Alzheimer’s Disease: The Degeneration of the Brain
Alzheimer’s, the disease of the degeneration of the brain, was identified in 1907 by German physician Alois Alzheimer. Four million Americans suffer from the disease which deprives the victim of the ability to remember, think, reason, and eventually coordinate movement. This most common form of dementia is caused physically by the gradual change in nerve cells, which leads to the destruction of brain cells. Studies find that this fourth leading cause of death affects more women than men and more Hispanics and African-Americans than Caucasians. The disease can be present in two forms; early onset Alzheimer’s affects those younger than age 65, whereas late-onset Alzheimer’s affects those older. “Late-onset Alzheimer’s affects more than 90 % of sufferers.”(Internet 1) This more common form has been recently discovered to affect those who possess a certain allele of the APOE, apolipoprotein E, gene located on Chromosome 19. APOE, which encodes a protein that helps transport cholesterol in the body and also is involved in nerve cell repair, comes in three alleles, e2, e3, and e4. Those with one or two e4 alleles are deemed at higher risk of Alzheimer’s disease, although those who possess APOE-e4 are not guaranteed to develop the disease. APOE-e4 may simply be unable to efficiently repair nerve cells. The presence of e4 does not signify if a person will develop Alzheimer’s; instead, it signifies when he or she will get it. Recent studies suggest that Alzheimer’s may be affected by an interaction between APOE and the newly discovered risk factor alpha-2-macroglobulin, A2M, a gene mutation on chromosome 12. A2M is a protein that deactivates proteases, enzymes that carve up other proteins. Alpha-2-macrogobulin’s involvement in Alzheimer’s development is especially likely because it attaches to the same cell surface protein as APOE and amyloid precursor protein (APP). The unmutated form of A2M helps to get rid of the APP fragment beta-amyloid, which is present in excess amounts in the brains of Alzheimer’s patients.
The mutant A2M, which does not properly remove protein, but only makes the aging brain vulnerable; it does not guarantee affliction. Another possible genetic risk factor for Alzheimer’s disease is the presence of the bleomycin hydrolase gene, which comes in the two alleles A and G. People who have two G alleles and no APOE-e4 are also susceptible to the disease.

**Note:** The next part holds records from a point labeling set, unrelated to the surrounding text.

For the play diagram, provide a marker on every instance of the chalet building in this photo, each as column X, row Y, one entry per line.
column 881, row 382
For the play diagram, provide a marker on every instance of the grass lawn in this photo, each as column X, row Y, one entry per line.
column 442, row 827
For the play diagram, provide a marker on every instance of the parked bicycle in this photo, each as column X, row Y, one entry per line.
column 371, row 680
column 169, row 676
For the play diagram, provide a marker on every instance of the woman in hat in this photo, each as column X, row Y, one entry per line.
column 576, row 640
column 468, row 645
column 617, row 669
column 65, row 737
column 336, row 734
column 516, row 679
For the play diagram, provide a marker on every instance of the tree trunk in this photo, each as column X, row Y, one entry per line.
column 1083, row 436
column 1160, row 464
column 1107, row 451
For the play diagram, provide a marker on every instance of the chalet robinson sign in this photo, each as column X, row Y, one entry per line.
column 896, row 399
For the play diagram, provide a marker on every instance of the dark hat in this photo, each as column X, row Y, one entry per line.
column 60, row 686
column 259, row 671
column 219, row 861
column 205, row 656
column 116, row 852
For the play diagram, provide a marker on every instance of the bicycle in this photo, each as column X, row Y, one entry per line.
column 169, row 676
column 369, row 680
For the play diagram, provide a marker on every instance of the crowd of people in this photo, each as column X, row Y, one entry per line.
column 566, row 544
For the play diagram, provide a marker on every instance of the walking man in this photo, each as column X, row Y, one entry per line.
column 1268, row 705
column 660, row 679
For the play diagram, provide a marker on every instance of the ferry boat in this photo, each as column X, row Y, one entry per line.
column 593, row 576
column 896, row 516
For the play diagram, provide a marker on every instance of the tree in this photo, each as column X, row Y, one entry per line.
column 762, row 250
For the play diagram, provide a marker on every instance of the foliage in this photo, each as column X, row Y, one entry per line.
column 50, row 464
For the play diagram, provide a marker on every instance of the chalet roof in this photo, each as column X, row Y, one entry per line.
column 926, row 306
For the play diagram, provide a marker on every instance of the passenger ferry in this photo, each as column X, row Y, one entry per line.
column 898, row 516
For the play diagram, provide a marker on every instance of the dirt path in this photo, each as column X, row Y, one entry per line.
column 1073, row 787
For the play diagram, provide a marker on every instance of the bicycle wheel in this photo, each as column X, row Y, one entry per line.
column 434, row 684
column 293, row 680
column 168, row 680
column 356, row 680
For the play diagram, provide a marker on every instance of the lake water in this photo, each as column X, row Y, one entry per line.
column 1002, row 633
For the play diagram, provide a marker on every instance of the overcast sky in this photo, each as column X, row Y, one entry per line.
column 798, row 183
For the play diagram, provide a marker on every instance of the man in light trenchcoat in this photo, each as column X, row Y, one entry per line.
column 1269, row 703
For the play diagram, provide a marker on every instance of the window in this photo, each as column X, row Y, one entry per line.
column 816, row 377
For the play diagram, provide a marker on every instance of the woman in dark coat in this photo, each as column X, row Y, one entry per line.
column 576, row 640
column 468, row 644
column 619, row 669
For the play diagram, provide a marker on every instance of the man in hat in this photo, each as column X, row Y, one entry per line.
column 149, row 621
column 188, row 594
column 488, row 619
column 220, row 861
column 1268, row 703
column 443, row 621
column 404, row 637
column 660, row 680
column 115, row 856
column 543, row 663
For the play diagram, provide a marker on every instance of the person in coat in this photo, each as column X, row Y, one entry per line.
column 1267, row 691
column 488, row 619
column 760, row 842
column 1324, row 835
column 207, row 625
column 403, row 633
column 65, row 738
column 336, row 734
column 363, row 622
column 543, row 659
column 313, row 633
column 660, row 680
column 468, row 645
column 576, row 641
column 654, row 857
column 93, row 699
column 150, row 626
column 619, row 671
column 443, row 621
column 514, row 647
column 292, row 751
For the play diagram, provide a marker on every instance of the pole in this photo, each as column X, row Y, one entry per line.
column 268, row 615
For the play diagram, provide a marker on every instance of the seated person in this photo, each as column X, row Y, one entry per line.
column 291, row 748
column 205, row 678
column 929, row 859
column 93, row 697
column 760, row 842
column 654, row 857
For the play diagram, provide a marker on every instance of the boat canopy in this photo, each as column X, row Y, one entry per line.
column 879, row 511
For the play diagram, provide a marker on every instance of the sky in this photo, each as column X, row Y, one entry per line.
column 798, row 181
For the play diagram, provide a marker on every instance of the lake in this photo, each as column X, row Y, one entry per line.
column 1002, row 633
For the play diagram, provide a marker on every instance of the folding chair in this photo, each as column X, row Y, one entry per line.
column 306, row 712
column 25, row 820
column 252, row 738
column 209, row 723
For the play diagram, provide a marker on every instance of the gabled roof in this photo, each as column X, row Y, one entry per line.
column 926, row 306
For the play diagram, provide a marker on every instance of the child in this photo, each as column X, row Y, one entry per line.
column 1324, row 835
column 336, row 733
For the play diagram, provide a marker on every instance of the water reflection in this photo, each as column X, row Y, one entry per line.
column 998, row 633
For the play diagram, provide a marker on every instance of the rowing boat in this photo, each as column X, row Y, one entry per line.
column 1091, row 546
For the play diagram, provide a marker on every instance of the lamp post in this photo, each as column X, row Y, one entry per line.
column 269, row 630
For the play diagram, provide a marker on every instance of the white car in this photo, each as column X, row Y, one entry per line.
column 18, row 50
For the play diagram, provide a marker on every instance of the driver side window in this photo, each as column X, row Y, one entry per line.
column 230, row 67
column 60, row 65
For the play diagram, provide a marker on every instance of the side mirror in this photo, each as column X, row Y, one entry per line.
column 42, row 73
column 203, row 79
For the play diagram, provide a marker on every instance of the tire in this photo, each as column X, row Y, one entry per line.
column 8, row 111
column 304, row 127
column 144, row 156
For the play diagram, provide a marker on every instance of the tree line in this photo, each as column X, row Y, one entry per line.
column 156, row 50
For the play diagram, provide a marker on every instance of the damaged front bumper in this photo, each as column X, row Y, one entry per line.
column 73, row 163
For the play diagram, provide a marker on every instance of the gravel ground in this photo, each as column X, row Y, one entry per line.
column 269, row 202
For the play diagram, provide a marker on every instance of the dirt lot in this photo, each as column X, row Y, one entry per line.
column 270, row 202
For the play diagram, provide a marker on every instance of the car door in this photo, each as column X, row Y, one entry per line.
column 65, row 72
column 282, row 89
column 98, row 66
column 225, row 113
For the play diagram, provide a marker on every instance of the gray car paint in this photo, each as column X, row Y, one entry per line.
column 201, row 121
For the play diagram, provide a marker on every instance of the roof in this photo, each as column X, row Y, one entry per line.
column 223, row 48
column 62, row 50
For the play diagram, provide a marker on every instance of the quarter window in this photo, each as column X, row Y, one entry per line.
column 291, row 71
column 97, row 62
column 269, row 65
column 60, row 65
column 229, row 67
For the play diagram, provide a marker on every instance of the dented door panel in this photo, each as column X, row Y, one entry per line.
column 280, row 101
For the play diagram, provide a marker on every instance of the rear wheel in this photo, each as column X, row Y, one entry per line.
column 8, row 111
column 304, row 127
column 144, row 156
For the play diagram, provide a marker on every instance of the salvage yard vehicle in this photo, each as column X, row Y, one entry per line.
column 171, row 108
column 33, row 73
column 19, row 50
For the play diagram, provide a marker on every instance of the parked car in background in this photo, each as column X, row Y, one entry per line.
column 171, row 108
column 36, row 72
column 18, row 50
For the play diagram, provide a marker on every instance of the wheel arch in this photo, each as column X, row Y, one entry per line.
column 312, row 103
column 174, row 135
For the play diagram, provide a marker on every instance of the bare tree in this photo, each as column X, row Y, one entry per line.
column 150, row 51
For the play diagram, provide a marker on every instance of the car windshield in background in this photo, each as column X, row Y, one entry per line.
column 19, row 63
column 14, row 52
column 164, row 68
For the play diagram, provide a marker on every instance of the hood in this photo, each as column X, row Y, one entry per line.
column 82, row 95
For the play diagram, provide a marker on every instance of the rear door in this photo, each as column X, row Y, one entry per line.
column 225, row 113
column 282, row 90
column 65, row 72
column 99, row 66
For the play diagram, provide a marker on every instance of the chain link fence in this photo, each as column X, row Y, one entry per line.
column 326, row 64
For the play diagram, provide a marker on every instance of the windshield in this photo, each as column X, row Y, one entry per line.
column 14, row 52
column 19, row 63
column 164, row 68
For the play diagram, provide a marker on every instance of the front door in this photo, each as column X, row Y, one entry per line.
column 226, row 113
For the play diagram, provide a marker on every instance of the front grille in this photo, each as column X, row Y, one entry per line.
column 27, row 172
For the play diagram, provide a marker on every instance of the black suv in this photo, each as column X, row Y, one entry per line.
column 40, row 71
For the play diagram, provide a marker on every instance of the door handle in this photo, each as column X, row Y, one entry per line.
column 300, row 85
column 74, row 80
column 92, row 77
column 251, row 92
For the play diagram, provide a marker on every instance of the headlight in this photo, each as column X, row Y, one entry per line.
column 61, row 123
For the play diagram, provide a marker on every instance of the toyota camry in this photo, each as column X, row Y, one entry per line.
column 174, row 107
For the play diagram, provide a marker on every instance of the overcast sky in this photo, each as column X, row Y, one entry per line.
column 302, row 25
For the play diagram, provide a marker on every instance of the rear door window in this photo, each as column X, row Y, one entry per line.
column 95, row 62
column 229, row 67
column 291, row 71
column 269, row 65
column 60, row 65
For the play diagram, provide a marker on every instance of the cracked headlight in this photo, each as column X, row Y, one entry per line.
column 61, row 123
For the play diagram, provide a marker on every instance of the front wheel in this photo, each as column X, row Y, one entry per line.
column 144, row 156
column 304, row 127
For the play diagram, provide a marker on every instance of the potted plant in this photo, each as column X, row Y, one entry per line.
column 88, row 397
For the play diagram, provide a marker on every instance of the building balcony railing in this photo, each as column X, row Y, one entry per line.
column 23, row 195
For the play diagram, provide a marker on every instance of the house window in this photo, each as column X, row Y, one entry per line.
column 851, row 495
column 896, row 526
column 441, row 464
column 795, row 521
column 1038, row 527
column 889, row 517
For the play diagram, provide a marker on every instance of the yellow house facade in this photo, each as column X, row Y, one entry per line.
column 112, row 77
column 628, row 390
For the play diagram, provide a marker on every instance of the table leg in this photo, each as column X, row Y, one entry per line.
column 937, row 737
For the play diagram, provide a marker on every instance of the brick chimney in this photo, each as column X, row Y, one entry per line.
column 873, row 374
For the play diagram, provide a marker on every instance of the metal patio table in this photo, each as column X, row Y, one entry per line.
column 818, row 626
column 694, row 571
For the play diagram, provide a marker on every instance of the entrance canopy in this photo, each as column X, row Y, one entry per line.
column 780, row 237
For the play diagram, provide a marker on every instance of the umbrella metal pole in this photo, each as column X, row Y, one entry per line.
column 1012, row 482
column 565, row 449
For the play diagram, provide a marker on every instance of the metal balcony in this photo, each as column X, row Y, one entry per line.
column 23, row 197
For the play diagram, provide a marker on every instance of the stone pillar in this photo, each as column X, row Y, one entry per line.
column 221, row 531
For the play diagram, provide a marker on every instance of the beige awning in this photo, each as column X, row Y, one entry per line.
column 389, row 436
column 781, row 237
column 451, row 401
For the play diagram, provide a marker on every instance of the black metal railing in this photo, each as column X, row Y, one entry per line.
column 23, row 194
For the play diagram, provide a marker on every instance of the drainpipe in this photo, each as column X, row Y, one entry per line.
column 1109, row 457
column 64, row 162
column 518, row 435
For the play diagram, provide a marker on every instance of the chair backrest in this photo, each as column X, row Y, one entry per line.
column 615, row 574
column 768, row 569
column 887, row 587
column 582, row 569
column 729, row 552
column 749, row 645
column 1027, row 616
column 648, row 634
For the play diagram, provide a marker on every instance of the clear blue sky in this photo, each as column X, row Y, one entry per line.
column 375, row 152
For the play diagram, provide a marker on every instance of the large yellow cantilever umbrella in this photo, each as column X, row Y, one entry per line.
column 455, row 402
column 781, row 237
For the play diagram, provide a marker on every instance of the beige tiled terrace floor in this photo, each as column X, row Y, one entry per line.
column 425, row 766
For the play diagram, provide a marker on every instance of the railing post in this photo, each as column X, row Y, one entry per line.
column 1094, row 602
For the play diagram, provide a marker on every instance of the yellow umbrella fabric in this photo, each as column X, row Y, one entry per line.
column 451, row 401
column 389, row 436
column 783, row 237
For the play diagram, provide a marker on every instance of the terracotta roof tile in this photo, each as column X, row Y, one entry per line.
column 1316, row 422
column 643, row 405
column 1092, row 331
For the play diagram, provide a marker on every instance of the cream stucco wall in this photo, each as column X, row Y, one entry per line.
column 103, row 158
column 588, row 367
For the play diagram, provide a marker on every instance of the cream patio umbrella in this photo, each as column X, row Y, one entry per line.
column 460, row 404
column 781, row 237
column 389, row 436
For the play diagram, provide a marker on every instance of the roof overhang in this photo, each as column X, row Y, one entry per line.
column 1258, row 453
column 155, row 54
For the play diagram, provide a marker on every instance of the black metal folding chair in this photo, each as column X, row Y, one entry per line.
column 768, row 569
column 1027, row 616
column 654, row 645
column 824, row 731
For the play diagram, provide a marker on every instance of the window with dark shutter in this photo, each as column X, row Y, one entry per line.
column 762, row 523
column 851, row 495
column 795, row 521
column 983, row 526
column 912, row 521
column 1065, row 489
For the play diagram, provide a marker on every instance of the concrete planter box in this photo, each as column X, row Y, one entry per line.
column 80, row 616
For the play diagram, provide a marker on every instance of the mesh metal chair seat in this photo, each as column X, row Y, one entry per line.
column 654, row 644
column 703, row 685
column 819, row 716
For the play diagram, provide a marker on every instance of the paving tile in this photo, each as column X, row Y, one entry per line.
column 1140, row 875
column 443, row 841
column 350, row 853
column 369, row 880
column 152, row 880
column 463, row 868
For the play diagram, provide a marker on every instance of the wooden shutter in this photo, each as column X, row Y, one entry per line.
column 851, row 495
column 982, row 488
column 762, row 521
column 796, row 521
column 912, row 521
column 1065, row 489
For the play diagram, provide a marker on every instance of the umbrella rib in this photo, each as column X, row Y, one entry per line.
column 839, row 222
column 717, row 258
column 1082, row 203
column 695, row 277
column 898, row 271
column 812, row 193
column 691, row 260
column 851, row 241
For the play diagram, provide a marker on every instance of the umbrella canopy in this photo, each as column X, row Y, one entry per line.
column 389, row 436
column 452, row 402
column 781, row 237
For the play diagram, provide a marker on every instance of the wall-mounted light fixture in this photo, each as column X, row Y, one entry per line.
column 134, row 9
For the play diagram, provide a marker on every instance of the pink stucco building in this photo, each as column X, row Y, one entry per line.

The purpose of bleomycin hydrolase is unknown other than its function to detoxify bleomycin, a common cancer drug. “Researchers are also debating the possibility of the HLA gene playing a role in the onset of Alzheimer’s.”(Science Times) Early-onset familial Alzheimer’s affects somewhere between one to ten percent of all Alzheimer’s sufferers. One family of German descendants who settled in the Volga Valley contains dozens of members who developed Alzheimer’s at middle age. Genes for this version have been identified on chromosomes 1, 14, and 21. The chromosome 21 gene carries the code for a mutated form of the amyloid precursor protein, APP, the parent protein for beta-amyloid. Also, a variation of the gene that regulates the immune system seems to be the base cause of early onset Alzheimer’s. The common form of human leukocyte antigen, or HLA, determines when Alzheimer’s patients begin to exhibit symptoms of the disease. The HLA-A2 allele, or a gene close to it, could possibly be the factor that determines when a person begins to exhibit Alzheimer’s. Those who have the A2 allele of the gene form symptoms an average of three years earlier than those who lack it. Those who retain both the A2 allele of the HLA gene and two APOE-e4 genes acquire Alzheimer’s about 10 years before those who have neither. The knowledge that HLA-A2 plays an important role in governing the immune system supports the theory that an immune or inflammatory mechanism plays a significant part in the development of Alzheimer’s. Speculation exists as to whether the immune system attacks its own brain tissue.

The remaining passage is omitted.